Gert began pouring warm water down Jocko’s soapy back.

“Anyway,” she said, grunting under the weight of the pot,

“he’ll smell sweet as a petunia for tonight at least. We best take advantage of it.”

It took four towels to dry Jocko, but finally he stood before them devoid of dirt and odor. With his hair slicked down he looked like an Indian boy, perhaps from the Aleutians.

The way his hair grew, combined with his strong shoulder and neck muscles, gave Jocko a more ape-like appearance when he was dry than when wet. For the first time Johnny felt he was really seeing what his new friend looked like. Then he remembered his idea.

“What if we shaved Jocko and dressed him up?”

His aunt looked at him blankly, then she scrutinized the ape-boy.

“Who would he be masquerading as, Johnny? A long-lost cousin from the Northern Territories? Really, John, this day has been more than enough for an old woman like me. Don’t go tellin’ me to fetch Jimmy’s razor.” She laughed. “If I ever tell of this it’ll be after I’m real drunk and someone asks me what’s the strangest thing I ever did.”

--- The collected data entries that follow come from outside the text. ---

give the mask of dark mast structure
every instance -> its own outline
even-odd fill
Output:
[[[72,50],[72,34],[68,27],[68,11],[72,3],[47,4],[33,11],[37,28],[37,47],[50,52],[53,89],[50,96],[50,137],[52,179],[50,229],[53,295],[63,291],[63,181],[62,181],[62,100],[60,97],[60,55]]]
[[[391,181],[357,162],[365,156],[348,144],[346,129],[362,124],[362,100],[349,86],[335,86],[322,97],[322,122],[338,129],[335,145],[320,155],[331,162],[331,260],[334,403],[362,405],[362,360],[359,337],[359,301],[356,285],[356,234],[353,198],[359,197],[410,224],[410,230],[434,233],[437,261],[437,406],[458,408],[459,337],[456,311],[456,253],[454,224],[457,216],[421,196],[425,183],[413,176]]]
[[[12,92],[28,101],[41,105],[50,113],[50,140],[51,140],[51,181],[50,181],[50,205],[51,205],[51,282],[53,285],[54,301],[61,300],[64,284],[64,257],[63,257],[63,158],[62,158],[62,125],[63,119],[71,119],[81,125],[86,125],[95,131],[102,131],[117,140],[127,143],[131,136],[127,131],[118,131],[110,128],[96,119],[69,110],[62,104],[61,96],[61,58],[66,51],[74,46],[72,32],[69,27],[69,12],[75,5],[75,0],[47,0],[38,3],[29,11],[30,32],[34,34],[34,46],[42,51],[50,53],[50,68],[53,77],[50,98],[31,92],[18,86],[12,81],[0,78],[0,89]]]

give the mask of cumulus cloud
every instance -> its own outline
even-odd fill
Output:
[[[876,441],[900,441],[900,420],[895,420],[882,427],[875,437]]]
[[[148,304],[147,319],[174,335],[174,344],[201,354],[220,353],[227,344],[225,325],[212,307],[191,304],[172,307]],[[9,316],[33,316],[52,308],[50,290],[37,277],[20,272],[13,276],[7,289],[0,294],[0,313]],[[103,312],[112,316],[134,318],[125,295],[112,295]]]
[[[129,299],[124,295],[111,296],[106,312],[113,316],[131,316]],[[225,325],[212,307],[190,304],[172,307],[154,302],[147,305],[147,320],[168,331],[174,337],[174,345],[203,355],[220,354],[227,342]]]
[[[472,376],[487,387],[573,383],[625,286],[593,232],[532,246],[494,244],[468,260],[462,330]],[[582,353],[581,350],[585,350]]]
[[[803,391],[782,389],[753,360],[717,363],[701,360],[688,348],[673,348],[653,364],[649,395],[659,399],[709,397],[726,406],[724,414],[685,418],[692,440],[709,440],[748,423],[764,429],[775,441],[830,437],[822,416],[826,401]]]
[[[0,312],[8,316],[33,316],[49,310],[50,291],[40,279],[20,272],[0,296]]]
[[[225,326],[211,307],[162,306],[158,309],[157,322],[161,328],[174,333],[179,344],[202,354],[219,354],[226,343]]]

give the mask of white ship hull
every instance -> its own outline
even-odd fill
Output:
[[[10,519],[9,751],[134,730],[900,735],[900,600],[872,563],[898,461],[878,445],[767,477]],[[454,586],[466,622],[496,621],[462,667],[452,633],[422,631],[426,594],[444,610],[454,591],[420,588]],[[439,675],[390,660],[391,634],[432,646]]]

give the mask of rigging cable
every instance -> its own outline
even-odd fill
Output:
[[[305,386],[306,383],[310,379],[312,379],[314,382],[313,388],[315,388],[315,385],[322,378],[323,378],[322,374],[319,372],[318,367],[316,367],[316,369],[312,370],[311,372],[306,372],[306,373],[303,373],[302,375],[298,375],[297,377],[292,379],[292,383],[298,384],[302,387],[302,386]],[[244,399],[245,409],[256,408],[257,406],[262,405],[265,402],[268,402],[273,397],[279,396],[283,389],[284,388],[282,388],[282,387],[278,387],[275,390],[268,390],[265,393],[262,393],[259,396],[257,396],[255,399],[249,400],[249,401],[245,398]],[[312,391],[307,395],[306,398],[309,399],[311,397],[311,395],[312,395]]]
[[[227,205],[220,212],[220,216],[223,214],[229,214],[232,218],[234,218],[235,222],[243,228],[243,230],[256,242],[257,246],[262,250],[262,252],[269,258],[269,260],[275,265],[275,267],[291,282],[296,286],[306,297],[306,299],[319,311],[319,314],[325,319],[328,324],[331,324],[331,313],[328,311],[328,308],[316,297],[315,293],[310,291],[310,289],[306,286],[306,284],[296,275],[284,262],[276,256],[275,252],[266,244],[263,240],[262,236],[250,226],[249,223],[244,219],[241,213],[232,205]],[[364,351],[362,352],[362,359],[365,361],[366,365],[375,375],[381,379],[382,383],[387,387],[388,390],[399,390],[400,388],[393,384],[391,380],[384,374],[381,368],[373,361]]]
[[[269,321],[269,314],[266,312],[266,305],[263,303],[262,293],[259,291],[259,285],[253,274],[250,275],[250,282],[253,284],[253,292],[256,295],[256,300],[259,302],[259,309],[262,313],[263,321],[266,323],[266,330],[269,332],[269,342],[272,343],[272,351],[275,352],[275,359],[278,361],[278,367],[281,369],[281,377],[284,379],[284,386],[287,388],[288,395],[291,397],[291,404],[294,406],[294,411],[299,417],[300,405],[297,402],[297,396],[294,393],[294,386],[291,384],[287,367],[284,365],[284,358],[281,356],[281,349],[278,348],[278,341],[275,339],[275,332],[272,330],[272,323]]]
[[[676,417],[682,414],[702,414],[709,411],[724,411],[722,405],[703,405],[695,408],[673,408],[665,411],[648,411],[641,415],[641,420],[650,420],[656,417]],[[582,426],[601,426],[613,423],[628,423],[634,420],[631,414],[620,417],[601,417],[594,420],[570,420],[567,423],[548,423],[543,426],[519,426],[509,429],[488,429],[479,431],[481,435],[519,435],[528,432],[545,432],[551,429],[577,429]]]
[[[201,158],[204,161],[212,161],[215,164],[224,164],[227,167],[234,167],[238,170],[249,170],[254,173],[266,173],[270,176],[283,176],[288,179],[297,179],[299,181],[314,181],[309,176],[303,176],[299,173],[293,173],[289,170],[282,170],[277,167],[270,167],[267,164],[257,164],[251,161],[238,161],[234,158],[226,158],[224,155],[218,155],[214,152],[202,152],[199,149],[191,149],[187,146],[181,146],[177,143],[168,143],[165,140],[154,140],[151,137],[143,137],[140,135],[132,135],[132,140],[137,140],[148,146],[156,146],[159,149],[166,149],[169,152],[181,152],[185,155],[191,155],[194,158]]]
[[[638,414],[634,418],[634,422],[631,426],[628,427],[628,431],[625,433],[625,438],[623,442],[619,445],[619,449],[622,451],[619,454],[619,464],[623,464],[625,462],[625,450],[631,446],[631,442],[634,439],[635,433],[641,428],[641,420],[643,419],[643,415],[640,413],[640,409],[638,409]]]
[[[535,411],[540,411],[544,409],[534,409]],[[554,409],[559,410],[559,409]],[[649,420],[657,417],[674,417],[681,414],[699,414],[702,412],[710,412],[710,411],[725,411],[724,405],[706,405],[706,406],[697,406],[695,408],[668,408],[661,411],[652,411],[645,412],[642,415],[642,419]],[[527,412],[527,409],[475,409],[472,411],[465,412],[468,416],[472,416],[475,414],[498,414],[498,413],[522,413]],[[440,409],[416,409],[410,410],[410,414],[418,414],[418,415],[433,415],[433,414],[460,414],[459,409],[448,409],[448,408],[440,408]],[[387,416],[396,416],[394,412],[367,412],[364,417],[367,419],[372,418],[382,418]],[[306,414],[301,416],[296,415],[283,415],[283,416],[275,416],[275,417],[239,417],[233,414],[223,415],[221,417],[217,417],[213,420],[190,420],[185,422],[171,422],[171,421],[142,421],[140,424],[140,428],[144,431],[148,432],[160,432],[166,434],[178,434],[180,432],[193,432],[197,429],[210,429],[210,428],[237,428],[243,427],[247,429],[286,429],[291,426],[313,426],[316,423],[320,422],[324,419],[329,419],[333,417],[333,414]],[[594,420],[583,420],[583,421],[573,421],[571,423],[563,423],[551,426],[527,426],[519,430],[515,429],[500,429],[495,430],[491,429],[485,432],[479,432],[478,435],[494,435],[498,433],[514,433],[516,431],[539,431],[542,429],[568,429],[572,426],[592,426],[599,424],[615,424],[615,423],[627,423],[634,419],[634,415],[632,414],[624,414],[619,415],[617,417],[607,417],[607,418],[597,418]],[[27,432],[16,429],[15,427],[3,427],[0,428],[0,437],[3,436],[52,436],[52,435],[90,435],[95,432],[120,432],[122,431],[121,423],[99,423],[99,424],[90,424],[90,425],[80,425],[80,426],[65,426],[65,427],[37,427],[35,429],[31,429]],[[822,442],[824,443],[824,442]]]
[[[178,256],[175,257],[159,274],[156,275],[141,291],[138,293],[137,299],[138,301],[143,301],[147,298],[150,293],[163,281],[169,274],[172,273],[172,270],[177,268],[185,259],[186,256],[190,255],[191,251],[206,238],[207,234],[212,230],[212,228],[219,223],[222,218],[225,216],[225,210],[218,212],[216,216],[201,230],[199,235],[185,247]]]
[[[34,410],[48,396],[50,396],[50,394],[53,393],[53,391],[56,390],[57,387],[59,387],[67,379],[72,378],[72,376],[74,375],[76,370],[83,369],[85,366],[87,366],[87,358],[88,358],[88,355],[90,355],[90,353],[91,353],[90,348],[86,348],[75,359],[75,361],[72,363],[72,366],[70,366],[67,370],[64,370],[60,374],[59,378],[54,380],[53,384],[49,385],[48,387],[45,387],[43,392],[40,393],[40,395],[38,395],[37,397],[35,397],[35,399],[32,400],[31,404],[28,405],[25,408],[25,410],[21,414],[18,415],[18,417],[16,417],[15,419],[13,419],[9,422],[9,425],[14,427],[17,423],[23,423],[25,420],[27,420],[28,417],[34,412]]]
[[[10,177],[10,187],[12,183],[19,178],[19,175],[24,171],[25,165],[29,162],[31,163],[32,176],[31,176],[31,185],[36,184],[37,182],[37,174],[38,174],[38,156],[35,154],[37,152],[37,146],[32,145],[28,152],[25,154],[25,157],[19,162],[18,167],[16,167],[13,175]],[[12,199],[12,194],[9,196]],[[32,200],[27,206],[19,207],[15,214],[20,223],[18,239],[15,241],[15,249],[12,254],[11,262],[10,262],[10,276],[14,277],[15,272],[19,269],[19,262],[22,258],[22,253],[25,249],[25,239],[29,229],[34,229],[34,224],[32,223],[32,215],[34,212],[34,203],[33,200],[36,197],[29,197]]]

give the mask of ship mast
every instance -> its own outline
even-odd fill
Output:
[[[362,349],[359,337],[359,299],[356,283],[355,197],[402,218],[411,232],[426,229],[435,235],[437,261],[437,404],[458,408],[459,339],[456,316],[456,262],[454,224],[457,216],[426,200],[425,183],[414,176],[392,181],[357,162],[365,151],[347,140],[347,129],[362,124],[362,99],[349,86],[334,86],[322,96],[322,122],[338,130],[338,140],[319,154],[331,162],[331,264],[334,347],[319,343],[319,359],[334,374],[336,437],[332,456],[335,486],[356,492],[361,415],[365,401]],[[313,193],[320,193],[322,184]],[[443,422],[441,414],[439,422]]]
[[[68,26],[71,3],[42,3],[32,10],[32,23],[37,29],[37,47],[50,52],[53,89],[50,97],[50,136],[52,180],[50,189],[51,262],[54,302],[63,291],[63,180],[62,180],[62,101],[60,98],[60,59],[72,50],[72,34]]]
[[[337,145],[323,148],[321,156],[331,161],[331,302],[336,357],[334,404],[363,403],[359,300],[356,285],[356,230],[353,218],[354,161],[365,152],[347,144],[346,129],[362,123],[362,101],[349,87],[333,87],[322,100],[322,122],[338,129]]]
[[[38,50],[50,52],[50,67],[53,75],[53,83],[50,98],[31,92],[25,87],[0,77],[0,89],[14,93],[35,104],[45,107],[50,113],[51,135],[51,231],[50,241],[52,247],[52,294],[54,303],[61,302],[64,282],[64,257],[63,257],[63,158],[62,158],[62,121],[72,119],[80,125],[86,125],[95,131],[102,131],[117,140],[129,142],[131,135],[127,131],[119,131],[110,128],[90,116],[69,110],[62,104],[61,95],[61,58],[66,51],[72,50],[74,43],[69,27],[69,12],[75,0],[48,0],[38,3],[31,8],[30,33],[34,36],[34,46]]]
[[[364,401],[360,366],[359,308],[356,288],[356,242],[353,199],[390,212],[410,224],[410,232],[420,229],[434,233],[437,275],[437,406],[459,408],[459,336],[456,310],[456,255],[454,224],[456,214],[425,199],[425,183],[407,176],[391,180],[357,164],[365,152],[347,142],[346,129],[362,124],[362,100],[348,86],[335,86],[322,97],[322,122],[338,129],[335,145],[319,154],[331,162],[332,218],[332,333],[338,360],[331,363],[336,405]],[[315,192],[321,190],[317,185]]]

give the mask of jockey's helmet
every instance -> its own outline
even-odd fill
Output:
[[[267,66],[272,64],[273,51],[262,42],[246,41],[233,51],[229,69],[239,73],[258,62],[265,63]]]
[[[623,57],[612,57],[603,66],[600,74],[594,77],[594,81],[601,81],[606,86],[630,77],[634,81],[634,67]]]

When Jocko was finally dry, Gert suggested they introduce him to the rest of the house. Johnny linked with Jocko and told him not to touch anything without permission.

The sasquatch listened intently, but there was no telling if he understood.

They took Jocko by the arm and led him into the kitchen.

When they entered the kitchen Jocko stiffened. It was evident from his expression that he had entered a forbidden world.

The smell of the human dwelling made Jocko’s head swim: many humans had been there, wolves had lived there too.

But there were other smells: potpourri, mace and sage, yeast and sour milk. Tobacco smoke. He knew them all but couldn’t identify any of them. He knew only that all of them were the signs of man.

Jocko noticed the kitchen ceiling, marveling at the even rows of smooth wooden planks. He smelled cedar and pine.

Jocko saw every detail: strangely shaped implements hung near the stove; ashes lay near the hinges of the fire door. A green glass window that turned the outside into a dreamlike colored image. Other windows reflected the room or showed details outside. Everything had been

manufactured and was unmistakably human; things with strange shapes, circles, squares and triangles.

Here, in this cabin, was the totality of three human lives, four dogs, a large lynx, and a thousand other smells, all collected in a single place, a single cave; the sanctum sanctorum of a human family. Forbidden territory to Jocko.

One step at a time. The humans survived this every day –

so could Jocko.

He tried to summon his strength. The bath was a stressful experience, a test of his youthful resilience. All the images and memories that started to flood his mind while in the arms of Johnny and his aunt were beginning to overwhelm him.